I found the same mistakes, like present tense, tags, and sentence structure. The plot and characters were great, though there's a few parts that I think could personally be a little clearer. Sorry if I seem a little picky.
One of them is the beginning. I didn't understand what you meant by that (of course me not understanding something isn't saying much =P). Did the bell ring? Did they only have a minute to get to class? It looked like they were late, but I couldn't quite tell. Also, I thought they got to school early. Forgive me if I'm missing something.
The second was how Markus grinning reminded Chris of the Philippines. You mentioned not having to be shocked by American culture, but how does a grin remind someone of that? Does he remind her of someone from back home?
Another one was when Chris wanted to research what would happen if she mixed salicylic acid and resorcinol combined with zinc oxide and precipitated sulfur. I didn't understand at first. It might be clearer if you change "if" to "finding out whether".
Lastly, the part with Markus's hiding spot was a bit strange for me. What did he replace the books with? By untouched did you mean unread? Is the spot an open space behind the books, and if so wouldn't someone see the dolls if they pulled away the books?
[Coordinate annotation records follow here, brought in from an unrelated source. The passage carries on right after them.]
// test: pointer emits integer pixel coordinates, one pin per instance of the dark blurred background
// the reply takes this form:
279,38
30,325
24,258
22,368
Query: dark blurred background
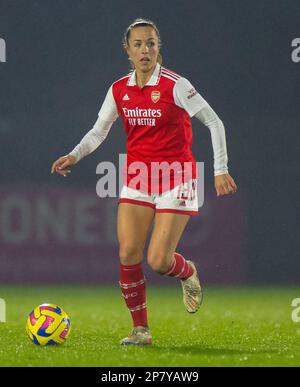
61,58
Besides that, I still think this is a great story. You still have that way of showing not telling, and the humor is random but believable. It's hard to say which part made me laugh the most, but I thought it was really funny when Markus looked up at the sun. There's also a bit of mystery, like anything could happen or be happening, and that ending was a nice cliff hanger.
I'm not against swearing or anything, but I noticed that you don't overuse it, and it isn't the words themselves that make things humorous but the ideas behind them.
I wonder why Chris was fasting. Is that how she lost weight?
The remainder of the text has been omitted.